Note that the data should be split into train and test sets using the script in the bin directory before running this notebook.

When training different models it is important to keep a seperate test set that is not used for training. This is to ensure that the model is not overfitting to the training data. The test set should only be used to evaluate the final model. The test set should not be used to tune the model. If the model is tuned using the test set then the model will not generalise well to unseen data.

In order to evaluate the intermediate models, we can use the validation set. The validation set is used to tune the model's hyperparameters. The validation set is used to select the best model. The validation set is not used to train the model. The validation set should not be used to evaluate the final model.

An alternative approach to the validation set is to use cross validation. Cross validation is a technique that allows us to use all of the data for training and validation. This is useful when we have a small dataset. Cross validation should not be used to evaluate the final model.

In [None]:
# Switch the data type by changing the path
# 3 Options by default: raw, raw-fft-split-1, raw-fft-split-2
# raw: time series data, 6000 samples, 100 Hz, padded
# raw-fft-split-1: Absolute of FFT of unpadded time series data, 512 bins
# raw-fft-split-3: Split FFT into 3 Sections in Time: Absolute of FFT of each time series chunk: 512 bins per chunk

train_data = np.load("../datasets/llaima/raw-fft-split-3/train_data.npy")
train_labels = np.load("../datasets/llaima/train_labels.npy")

val_data = np.load("../datasets/llaima/raw-fft-split-3/val_data.npy")
val_labels = np.load("../datasets/llaima/val_labels.npy")
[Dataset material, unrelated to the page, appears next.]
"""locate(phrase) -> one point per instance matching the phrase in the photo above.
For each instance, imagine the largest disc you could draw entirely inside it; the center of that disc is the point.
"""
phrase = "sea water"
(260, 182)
test_data = np.load("../datasets/llaima/raw-fft-split-3/test_data.npy")
test_labels = np.load("../datasets/llaima/test_labels.npy")

In [None]:
# Here we ensure that the data is in the correct format for the models
# Note that we reshape the data to be 1D arrays
# This only affects the case where we have split in time and computed the FFT on multiple segments
train_data = train_data.reshape(train_data.shape[0], -1)
val_data = val_data.reshape(val_data.shape[0], -1)
test_data = test_data.reshape(test_data.shape[0], -1)

In [None]:
label_dict = {
    0: "LP",
    1: "TC",
    2: "TR",
    3: "VT",
}

## What does the data look like

In [None]:
grid_size = 3 
fig, ax = plt.subplots(grid_size, grid_size, figsize=(7, 7))
for i in range(grid_size):
    for j in range(grid_size):
        ax[i][j].plot(train_data[i * 5 + j])
        ax[i][j].set_title(label_dict[train_labels[i * 5 + j]])
fig.suptitle("Sample Events")
fig.tight_layout()

In [None]:
# Average the data for each class
# This is used to visualise the "average" event for each class

# First we need to find the indices of each class
lp_indices = np.where(train_labels == 0)[0]
tc_indices = np.where(train_labels == 1)[0]
tr_indices = np.where(train_labels == 2)[0]
vt_indices = np.where(train_labels == 3)[0]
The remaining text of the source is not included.